The circular sent to banks was withdrawn because it created confusion, Home Affairs Minister Aaron Motsoaledi said in an interview on Monday.

Permit holders still have the right to stay in the country for another 12 months and should therefore have access to their accounts, he said.

On Nov. 25, South Africa’s cabinet issued a statement saying that about 200,000 holders of the Zimbabwean Exemption Permit would see their permission to stay in the country expire on Dec. 31. They would then have a 12-month grace permit to apply for alternative permits under the usual immigration framework.

The cabinet’s decision to end the permits drew a chorus of complaints from human rights groups that threatened to mount a court challenge.

They argued that Zimbabweans who have been living in South Africa for more than a decade were going to be sent back to a country with few economic opportunities and high levels of political repression.

The exemption only applied to Zimbabweans who entered South Africa before the arrangement was enacted in 2009.

The plan may result in Zimbabwean permit-holders’ lives being disrupted, with children denied the opportunity to register for school, employers refusing to renew work contracts, and banks denying services or withholding access to accounts, Sharon Ekambaram, head of the Refugee and Migrant Rights Programme at Lawyers for Human Rights in Johannesburg, said last month in a letter signed by 46 organizations. 

South Africa has a population of about 60 million, including about 3 million migrants, according to government statistics.

Many are Zimbabweans driven south by two decades of politically linked violence and economic collapse.
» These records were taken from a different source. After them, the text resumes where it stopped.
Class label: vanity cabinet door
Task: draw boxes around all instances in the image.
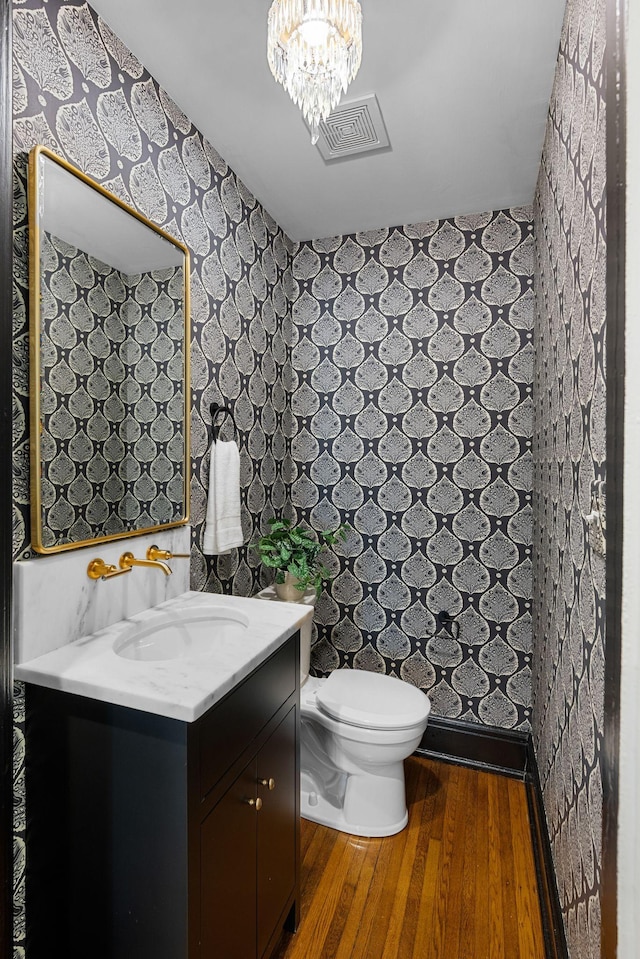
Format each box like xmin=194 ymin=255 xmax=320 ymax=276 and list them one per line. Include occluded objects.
xmin=257 ymin=708 xmax=298 ymax=957
xmin=200 ymin=758 xmax=259 ymax=959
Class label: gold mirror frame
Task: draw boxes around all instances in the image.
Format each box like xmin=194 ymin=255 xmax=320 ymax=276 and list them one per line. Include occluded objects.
xmin=28 ymin=146 xmax=191 ymax=553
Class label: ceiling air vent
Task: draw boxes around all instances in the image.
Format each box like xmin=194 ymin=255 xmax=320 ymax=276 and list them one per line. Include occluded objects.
xmin=310 ymin=93 xmax=391 ymax=163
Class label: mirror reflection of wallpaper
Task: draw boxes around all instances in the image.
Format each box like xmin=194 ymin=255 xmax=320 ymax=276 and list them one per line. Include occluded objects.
xmin=41 ymin=232 xmax=185 ymax=546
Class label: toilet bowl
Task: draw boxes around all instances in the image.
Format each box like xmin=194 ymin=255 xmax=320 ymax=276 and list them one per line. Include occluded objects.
xmin=300 ymin=669 xmax=431 ymax=836
xmin=258 ymin=586 xmax=431 ymax=837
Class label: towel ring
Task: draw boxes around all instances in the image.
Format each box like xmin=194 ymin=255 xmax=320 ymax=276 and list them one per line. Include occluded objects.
xmin=210 ymin=403 xmax=237 ymax=443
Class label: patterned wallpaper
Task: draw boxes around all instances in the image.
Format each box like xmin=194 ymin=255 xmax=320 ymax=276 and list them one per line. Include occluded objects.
xmin=8 ymin=0 xmax=604 ymax=959
xmin=13 ymin=0 xmax=290 ymax=956
xmin=533 ymin=0 xmax=606 ymax=959
xmin=14 ymin=0 xmax=290 ymax=593
xmin=291 ymin=216 xmax=534 ymax=728
xmin=40 ymin=232 xmax=186 ymax=546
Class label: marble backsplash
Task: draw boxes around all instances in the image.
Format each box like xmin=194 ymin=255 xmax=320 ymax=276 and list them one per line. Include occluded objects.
xmin=14 ymin=526 xmax=191 ymax=663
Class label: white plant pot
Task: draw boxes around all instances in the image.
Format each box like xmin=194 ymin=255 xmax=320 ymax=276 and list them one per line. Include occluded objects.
xmin=275 ymin=573 xmax=304 ymax=603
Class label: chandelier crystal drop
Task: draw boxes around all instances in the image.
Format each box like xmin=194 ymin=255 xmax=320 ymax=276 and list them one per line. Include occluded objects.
xmin=267 ymin=0 xmax=362 ymax=143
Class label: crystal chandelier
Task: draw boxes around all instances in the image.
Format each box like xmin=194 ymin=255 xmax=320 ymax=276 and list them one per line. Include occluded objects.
xmin=267 ymin=0 xmax=362 ymax=143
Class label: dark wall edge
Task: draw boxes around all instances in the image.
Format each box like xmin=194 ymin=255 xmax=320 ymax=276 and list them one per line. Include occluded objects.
xmin=600 ymin=0 xmax=628 ymax=959
xmin=526 ymin=738 xmax=569 ymax=959
xmin=416 ymin=717 xmax=569 ymax=959
xmin=0 ymin=0 xmax=13 ymax=957
xmin=416 ymin=716 xmax=529 ymax=779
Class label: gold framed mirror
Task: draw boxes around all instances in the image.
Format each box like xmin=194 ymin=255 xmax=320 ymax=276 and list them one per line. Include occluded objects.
xmin=28 ymin=146 xmax=190 ymax=553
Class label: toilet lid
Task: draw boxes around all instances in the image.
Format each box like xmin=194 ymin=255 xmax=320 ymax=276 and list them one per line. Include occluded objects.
xmin=316 ymin=669 xmax=430 ymax=729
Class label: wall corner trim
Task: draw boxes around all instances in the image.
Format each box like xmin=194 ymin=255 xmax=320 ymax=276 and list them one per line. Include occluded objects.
xmin=526 ymin=737 xmax=569 ymax=959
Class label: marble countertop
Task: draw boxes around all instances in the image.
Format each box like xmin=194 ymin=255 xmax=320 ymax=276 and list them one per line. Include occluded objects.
xmin=15 ymin=591 xmax=313 ymax=722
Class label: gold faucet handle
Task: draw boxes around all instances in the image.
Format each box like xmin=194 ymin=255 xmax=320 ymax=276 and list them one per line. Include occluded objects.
xmin=147 ymin=546 xmax=191 ymax=562
xmin=87 ymin=559 xmax=131 ymax=579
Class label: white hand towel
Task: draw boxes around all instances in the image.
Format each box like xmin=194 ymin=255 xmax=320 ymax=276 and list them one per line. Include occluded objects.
xmin=202 ymin=440 xmax=244 ymax=556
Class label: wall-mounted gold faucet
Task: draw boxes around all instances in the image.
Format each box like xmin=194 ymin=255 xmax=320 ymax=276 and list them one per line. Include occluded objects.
xmin=87 ymin=559 xmax=131 ymax=579
xmin=147 ymin=546 xmax=191 ymax=562
xmin=120 ymin=552 xmax=171 ymax=576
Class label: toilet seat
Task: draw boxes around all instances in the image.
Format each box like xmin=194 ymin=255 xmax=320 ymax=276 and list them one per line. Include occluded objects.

The majority are undocumented and do not hold the permit.

The cabinet voted to end the exemption program after the ruling African National Congress suffered its worst ever electoral performance in municipal and national elections.

ActionSA, an anti-immigrant party formed by former Johannesburg Mayor Herman Mashaba, won 16% of the votes in the city in its first race and a large proportion of the ballots in the capital, Pretoria. 

South Africa has been plagued by recurrent bouts of xenophobic violence since at least 2008, with foreigners often accused of taking jobs in a country where a third of the workforce is unemployed.